PET imaging and analysis procedure
All [18F]FDOPA PET/CT scans were performed from the top of the skull through mid-thigh 60 ± 6 min after intravenous administration of a standard dose of approximately 200 MBq [18F]FDOPA on a Biograph mCT camera (Siemens Medical Systems, Knoxville, TN, USA). All patients fasted for 6 h and were allowed to continue medication. All subjects were pretreated with 2.0 mg/kg of carbidopa orally with a maximum of 150 mg. The acquisition was performed in seven bed positions of 2 min emission time for patients between 60 and 90 kg.
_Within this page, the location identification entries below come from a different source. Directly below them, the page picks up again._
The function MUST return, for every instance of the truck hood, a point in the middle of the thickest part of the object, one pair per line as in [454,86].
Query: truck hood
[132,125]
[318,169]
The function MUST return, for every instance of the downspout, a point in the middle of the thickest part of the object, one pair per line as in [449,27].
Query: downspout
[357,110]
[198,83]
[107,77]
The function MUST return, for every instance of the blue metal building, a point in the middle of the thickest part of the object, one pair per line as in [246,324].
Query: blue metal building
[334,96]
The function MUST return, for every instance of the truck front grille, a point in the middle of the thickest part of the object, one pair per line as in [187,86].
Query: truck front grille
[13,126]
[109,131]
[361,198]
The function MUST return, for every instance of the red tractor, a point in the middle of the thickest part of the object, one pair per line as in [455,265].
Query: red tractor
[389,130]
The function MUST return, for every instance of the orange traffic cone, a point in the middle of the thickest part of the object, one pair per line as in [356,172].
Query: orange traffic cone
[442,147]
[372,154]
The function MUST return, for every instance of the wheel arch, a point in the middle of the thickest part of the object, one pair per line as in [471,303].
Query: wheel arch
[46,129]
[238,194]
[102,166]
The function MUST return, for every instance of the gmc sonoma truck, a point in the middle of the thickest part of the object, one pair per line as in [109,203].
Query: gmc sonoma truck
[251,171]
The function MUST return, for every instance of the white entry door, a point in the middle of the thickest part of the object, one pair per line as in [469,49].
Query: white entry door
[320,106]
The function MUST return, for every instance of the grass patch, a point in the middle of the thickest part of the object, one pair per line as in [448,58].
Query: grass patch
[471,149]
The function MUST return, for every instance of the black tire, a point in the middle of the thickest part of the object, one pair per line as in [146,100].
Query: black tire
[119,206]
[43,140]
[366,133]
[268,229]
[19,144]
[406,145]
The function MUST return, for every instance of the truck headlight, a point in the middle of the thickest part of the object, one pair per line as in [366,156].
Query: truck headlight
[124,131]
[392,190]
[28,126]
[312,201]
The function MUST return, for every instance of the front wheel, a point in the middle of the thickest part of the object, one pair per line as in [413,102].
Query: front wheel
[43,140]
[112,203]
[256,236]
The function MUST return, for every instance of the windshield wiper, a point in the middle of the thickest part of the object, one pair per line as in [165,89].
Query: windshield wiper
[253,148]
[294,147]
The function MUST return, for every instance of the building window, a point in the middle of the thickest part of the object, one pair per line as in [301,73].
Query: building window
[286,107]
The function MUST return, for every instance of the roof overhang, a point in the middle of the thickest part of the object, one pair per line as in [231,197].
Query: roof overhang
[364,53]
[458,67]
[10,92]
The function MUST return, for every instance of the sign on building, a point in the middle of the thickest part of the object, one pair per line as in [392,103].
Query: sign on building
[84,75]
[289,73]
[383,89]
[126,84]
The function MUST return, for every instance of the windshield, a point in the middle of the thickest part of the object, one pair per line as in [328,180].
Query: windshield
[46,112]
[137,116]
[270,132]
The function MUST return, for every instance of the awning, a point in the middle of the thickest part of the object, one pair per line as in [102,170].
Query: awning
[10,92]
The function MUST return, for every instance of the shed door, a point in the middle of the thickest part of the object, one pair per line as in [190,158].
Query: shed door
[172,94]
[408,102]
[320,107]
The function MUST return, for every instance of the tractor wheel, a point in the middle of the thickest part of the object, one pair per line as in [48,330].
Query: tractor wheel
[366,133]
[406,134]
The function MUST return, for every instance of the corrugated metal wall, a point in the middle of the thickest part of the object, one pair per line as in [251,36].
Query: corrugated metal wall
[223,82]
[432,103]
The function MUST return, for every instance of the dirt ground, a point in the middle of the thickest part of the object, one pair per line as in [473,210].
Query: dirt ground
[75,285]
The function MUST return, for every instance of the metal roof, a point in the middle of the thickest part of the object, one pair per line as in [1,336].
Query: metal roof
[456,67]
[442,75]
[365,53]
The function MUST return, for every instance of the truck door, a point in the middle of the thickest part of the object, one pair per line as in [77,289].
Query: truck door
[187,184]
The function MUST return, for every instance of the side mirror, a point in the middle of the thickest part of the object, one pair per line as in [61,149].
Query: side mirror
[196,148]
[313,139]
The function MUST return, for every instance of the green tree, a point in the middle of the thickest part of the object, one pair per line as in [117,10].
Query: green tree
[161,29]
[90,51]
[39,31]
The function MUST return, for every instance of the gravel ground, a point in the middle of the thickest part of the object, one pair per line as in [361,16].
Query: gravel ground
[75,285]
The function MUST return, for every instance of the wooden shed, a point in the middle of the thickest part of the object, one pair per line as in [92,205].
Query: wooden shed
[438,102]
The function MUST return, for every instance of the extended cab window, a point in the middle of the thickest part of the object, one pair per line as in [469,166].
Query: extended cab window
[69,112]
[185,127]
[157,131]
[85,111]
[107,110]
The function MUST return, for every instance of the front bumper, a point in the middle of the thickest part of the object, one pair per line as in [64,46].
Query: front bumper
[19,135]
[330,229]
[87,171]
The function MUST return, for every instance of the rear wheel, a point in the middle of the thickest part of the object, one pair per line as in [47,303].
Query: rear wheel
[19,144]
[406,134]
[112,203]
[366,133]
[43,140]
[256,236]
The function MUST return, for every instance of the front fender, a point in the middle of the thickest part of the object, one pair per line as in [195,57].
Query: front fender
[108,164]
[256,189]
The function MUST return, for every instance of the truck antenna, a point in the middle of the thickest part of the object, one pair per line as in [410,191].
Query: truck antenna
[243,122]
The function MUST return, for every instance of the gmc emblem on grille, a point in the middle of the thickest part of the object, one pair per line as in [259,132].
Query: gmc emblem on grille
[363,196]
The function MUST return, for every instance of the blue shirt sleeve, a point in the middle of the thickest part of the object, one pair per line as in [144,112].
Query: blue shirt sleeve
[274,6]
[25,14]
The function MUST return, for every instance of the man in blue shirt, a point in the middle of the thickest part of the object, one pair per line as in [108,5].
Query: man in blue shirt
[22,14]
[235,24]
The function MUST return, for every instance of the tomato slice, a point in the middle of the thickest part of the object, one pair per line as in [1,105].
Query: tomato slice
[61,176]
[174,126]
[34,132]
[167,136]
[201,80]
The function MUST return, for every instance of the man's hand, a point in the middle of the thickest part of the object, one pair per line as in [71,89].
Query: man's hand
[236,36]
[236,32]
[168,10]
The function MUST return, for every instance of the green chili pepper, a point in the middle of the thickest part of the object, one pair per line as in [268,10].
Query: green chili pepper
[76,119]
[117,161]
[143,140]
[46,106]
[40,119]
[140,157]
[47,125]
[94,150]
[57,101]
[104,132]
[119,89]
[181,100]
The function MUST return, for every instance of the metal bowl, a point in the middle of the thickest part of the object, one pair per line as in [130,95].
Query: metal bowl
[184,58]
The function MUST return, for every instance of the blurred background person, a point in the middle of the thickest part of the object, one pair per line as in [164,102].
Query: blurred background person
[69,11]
Patients with a bodyweight less than 60 kg and more than 90 kg body weight were scanned with 1 min and 3 min per bed position, respectively. Raw data were reconstructed according to guideline-based standardized NEDPAS or EARL algorithms for SUV calculations [7]. The uptake of [18F]FDOPA in target and background lesions was measured using manually drawn spherical volumes of interests (VOIs) on EARL reconstructed PET images, using Siemens Syngo.via software version VB10. Tumor lesions were defined as visual uptake higher than the background (bloodpool) and not due to a known physiological uptake pattern of [18F]FDOPA. [18F]FDOPA uptake in tumor lesions was expressed as maximum SUV (SUVmax). SUVmean values were obtained for the following background organs: striatum, heart, thoracic aorta, liver, gallbladder, pancreas (divided in head, body and tail because of considerable physiological variation in these regions), kidneys, and adrenal glands. Scans were divided into two categories based on the use of a low molar activity ligand ([18F]FDOPA-L) or a high molar activity ligand ([18F]FDOPA-H).
Statistics
Group comparisons between [18F]FDOPA-L and [18F]FDOPA-H in background regions and tumor lesions were performed using Wilcoxon Signed-Rank tests (p < 0.05 considered significant for tumors, p < 0.004 in organs after correcting for multiple comparisons (0.05/12)). When comparing tumors, the same tumor was measured at baseline and follow-up. The effect size r was calculated for each comparison using Rosenthal’s formula. In the Wilcoxon Signed-Rank test, negative ranks indicate an increase in SUV from [18F]DOPA-L to [18F]FDOPA-H, whereas positive ranks indicate a decrease from [18F]FDOPA-H to [18F]FDOPA-L. Independent sample t tests were used for group comparisons in injected activity and mass, with p < 0.05 considered significant. For statistical analysis, SPSS was used (IBM Corp. Released 2015. IBM SPSS Statistics for Windows, Version 23.0. Armonk, NY: IBM Corp).